Drei Tage ohne Pause Sandsäcke gefüllt
Mit einem Damm aus 60.000 Sandsäcken versuchen Soldaten und Kraftwerksarbeiter, das größte serbische Kraftwerk in Obrenovac vor Überschwemmungen zu schützen und am Netz zu halten. Eine Gewerkschaftssprecherin sagte am Montag, einige Arbeiter hätten drei Tage nahezu ohne Pause Sandsäcke gefüllt, da Hilfsmannschaften nicht zu dem eingeschlossenen Kraftwerk Nikola Tesla durchdringen konnten.

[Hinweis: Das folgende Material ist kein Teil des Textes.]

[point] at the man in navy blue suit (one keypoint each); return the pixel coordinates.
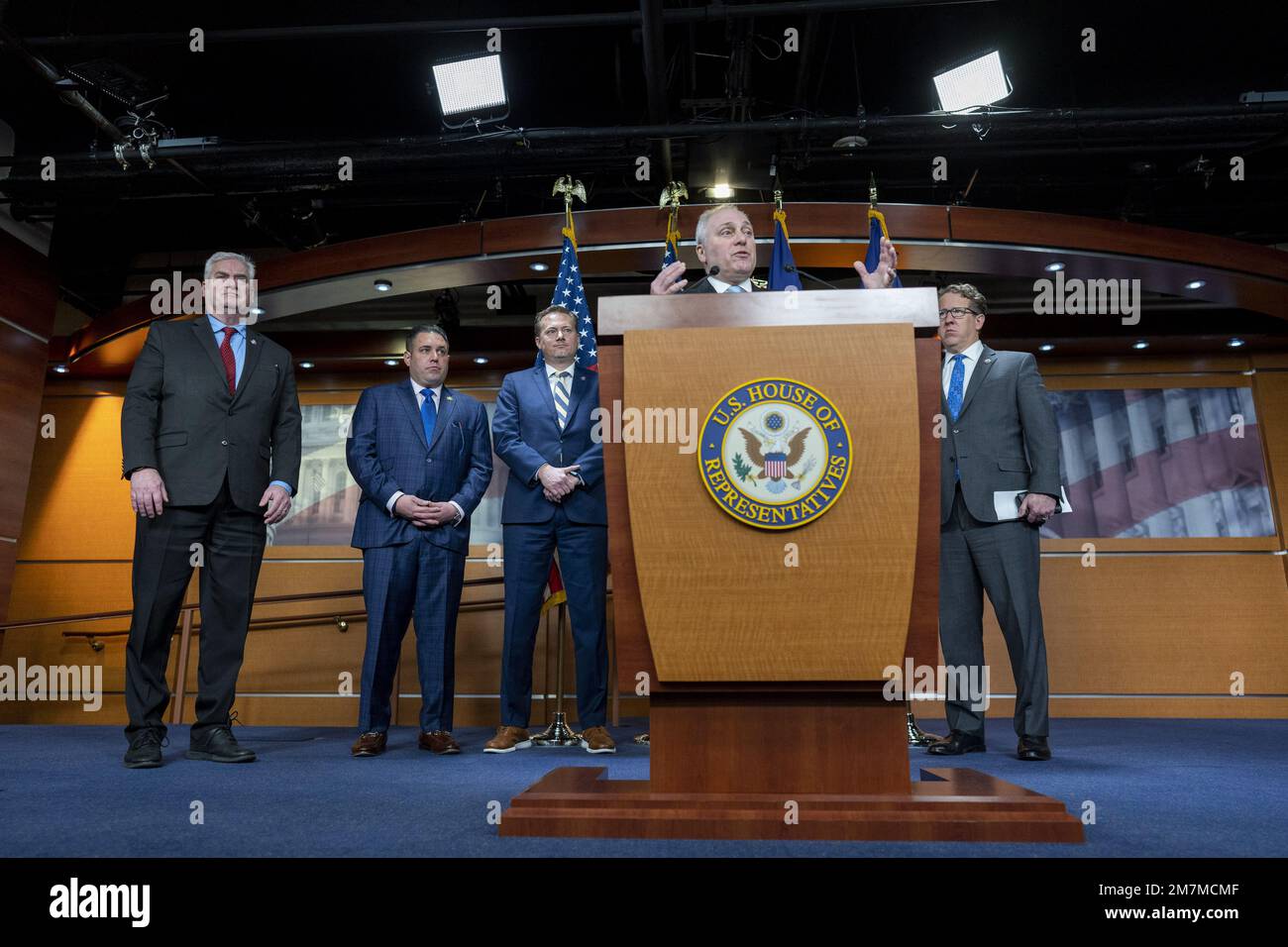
(554, 500)
(423, 455)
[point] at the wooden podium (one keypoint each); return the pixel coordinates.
(764, 647)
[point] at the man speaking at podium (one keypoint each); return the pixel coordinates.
(726, 248)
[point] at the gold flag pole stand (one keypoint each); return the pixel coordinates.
(559, 733)
(915, 736)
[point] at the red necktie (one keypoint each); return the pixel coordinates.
(226, 352)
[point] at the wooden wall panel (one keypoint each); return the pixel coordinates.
(1271, 394)
(1132, 628)
(1158, 625)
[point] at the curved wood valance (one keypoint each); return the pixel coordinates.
(945, 239)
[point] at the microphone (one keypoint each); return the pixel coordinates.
(713, 270)
(791, 268)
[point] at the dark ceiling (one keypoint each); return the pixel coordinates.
(1141, 129)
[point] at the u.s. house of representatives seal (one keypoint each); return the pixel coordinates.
(774, 454)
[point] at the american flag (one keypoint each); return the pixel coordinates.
(571, 295)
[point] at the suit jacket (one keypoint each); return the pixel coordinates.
(1005, 437)
(179, 418)
(527, 436)
(386, 453)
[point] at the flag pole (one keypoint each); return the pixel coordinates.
(558, 733)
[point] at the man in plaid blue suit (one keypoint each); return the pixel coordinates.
(423, 455)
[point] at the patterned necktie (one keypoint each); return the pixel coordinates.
(561, 398)
(954, 385)
(226, 352)
(956, 381)
(428, 415)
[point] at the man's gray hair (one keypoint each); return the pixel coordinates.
(699, 232)
(228, 256)
(432, 328)
(536, 324)
(965, 289)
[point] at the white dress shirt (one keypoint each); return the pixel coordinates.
(721, 286)
(437, 394)
(969, 363)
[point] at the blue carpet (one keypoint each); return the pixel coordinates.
(1160, 789)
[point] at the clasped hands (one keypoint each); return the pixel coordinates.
(557, 482)
(1037, 508)
(424, 513)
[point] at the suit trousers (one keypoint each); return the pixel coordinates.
(1001, 560)
(584, 565)
(417, 581)
(228, 543)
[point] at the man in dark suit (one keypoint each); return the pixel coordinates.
(726, 248)
(554, 500)
(423, 455)
(1001, 437)
(210, 407)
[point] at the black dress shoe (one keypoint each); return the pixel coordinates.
(145, 750)
(220, 746)
(956, 744)
(1033, 749)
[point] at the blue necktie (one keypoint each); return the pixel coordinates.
(428, 415)
(956, 382)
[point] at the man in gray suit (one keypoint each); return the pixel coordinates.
(210, 410)
(1001, 436)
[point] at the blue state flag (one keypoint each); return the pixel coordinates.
(782, 266)
(877, 230)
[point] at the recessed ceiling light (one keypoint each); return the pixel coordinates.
(974, 85)
(469, 88)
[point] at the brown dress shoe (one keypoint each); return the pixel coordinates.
(507, 740)
(596, 740)
(370, 745)
(439, 742)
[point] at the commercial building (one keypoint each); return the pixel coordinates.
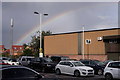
(1, 49)
(17, 49)
(95, 44)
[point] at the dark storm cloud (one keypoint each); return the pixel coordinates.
(94, 15)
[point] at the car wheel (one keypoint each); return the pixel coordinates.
(58, 72)
(76, 73)
(108, 77)
(100, 72)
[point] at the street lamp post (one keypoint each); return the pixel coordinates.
(40, 17)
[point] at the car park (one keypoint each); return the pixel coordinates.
(4, 59)
(42, 64)
(2, 63)
(112, 70)
(25, 60)
(12, 72)
(57, 59)
(75, 68)
(96, 65)
(13, 62)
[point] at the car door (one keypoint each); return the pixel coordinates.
(114, 68)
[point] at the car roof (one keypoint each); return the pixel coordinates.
(2, 67)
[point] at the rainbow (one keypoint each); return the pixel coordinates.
(36, 28)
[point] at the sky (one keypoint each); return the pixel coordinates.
(63, 17)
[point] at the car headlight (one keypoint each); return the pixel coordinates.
(82, 69)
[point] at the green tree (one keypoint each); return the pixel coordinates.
(35, 42)
(27, 52)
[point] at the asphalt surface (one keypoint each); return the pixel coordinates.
(53, 76)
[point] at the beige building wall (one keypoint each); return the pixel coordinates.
(72, 44)
(64, 44)
(97, 47)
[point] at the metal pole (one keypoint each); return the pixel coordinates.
(40, 35)
(83, 45)
(40, 16)
(11, 50)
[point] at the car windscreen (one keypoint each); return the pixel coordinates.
(47, 60)
(77, 63)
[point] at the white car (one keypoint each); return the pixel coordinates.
(13, 62)
(112, 70)
(75, 68)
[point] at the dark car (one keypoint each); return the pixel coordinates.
(95, 64)
(57, 59)
(42, 64)
(10, 72)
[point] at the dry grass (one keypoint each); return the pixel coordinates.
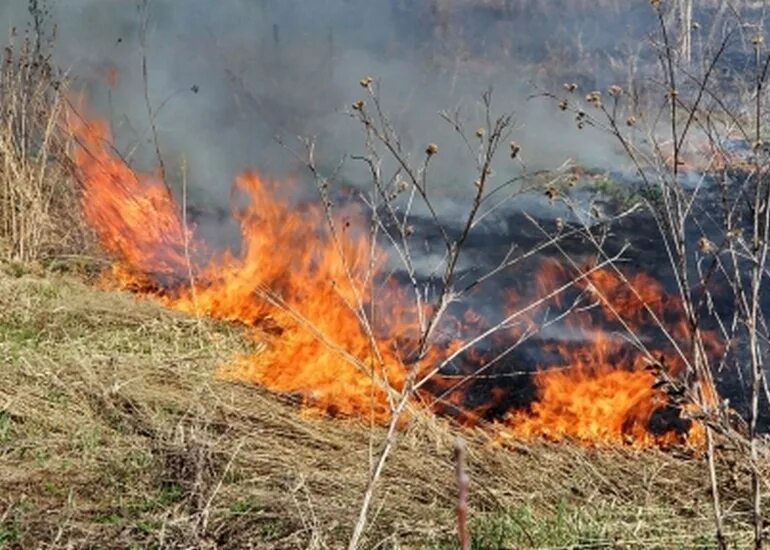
(39, 214)
(115, 431)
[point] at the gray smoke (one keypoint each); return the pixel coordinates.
(232, 75)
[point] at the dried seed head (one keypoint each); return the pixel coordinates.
(514, 149)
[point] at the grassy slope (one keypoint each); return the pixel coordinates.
(116, 432)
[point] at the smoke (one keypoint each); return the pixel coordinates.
(225, 79)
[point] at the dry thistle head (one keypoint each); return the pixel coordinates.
(706, 246)
(514, 149)
(595, 98)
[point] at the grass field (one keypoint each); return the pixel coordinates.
(115, 431)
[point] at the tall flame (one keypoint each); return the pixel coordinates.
(302, 290)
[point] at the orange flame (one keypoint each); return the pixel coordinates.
(302, 290)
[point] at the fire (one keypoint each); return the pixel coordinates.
(308, 294)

Dieser Artikel ist älter als ein Jahr.
„Wir haben alles getan, was in unserer Macht stand. Alles Weitere liegt in Gottes Hand“, sagte Djina Trisovic zu Reuters. Das Kraftwerk produziert etwa die Hälfte des serbischen Stroms. Als Vorsichtsmaßnahme wurden schon Teile der Anlage stillgelegt. Das Kraftwerk hatte am Sonntag bereits eine Flutwelle gut überstanden. Serbiens Energieminister Aleksandar Antic nannte den Schutz des Kraftwerks „entscheidend“ für die Sicherheit der Energieversorgung im Land.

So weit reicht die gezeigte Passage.